Well crud, now I feel left out. I don't get any stares from Pepper. He looks at me when he wants something or is up to something, but if I hold eye contact he looks away. No staring here.

Maybe you guys could post videos to share?


----------



## murphymoesmamma (Apr 1, 2009)

Murphy does the stare thing too. I am getting better at reading it. If it is about 9:30 at night it means "come on mom, get off the dang laptop and let's go to bed. If it is about 4:30 in the afternoon he starts his "come on mom, dad's at home waiting for us and I am tired of being at work" stare. 

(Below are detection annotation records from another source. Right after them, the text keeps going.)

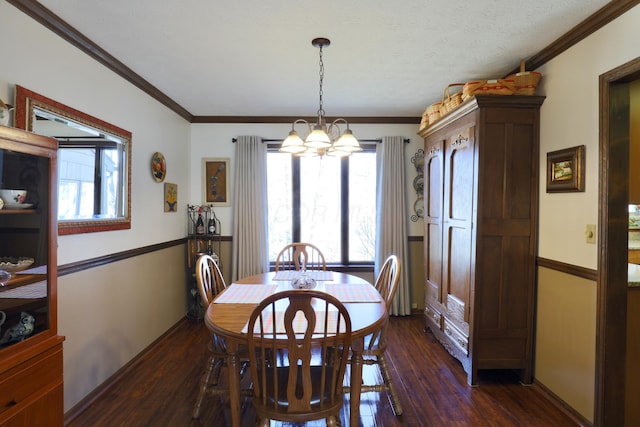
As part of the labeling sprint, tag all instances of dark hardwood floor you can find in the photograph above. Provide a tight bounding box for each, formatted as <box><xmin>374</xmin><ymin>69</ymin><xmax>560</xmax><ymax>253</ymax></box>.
<box><xmin>67</xmin><ymin>315</ymin><xmax>579</xmax><ymax>427</ymax></box>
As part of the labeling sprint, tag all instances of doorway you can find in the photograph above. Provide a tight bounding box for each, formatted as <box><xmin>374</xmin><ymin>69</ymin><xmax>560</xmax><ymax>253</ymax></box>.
<box><xmin>594</xmin><ymin>58</ymin><xmax>640</xmax><ymax>426</ymax></box>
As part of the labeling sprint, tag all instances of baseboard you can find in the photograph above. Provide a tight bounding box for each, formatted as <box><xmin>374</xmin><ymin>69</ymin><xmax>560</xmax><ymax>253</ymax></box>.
<box><xmin>64</xmin><ymin>317</ymin><xmax>188</xmax><ymax>425</ymax></box>
<box><xmin>532</xmin><ymin>378</ymin><xmax>593</xmax><ymax>427</ymax></box>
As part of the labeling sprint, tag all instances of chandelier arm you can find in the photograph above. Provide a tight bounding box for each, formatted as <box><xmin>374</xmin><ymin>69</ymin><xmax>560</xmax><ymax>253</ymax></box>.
<box><xmin>280</xmin><ymin>37</ymin><xmax>362</xmax><ymax>157</ymax></box>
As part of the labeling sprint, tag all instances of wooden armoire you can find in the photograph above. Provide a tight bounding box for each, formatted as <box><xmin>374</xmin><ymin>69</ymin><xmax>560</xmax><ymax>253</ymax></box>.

My kids and friends just think I am a weird dog lady but I swear he communicates better than alot of people do and in a much nicer way!


----------



## Redorr (Feb 2, 2008)

Lola and I have staring contests all the time. She "loses" when she does the head tilt.


----------



## Lilysplash I (Jul 19, 2007)

Yes, I have never felt that it was a dominance defiant stare. Sadie will sit by my chair on occasion and stare. The one that gets me is when she is lying down & puts her head on her two fron legs & stares with those soulfull eyes. Whatever it is I always feel guilty!


----------



## AKathy (Mar 15, 2008)

Stella stares too. I think it's her way of saying, "what the h&ll are you doing now?"


----------



## vanillafun (2 mo ago)

suzyfrtz said:


> Cazzie looks at me intently. He stares at me. I stare back. I say, "Come on Cazzie, say something." He just stares. He doesn't take his eyes off of me. The staring stand-off is broken when I look away. I can't take it!
> 
> Do your Havs stare at you too? Whatever do they want??????
> 
> Suzy


YES!! I don't understand why so much and so often!! Sometimes it makes me feel like ????? I just tell him go lay down sometimes! 🤷🏼‍♀️


----------



## Missy (Nov 6, 2006)

My boyz did the stare! I’ve only caught Sydney staring once or twice, but she’s young and too busy chewing everything in the house😜 Jasper was the ultimate stare master. But here’s one of both of them staring me down, too. RIP sweet Jasper and Cash


----------



## krandall (Jun 11, 2009)

Missy said:


> My boyz did the stare! I’ve only caught Sydney staring once or twice, but she’s young and too busy chewing everything in the house😜 Jasper was the ultimate stare master. But here’s one of both of them staring me down, too. RIP sweet Jasper and Cash
> View attachment 179481
> 
> 
> View attachment 179480


Master starers indeed! LOL!


----------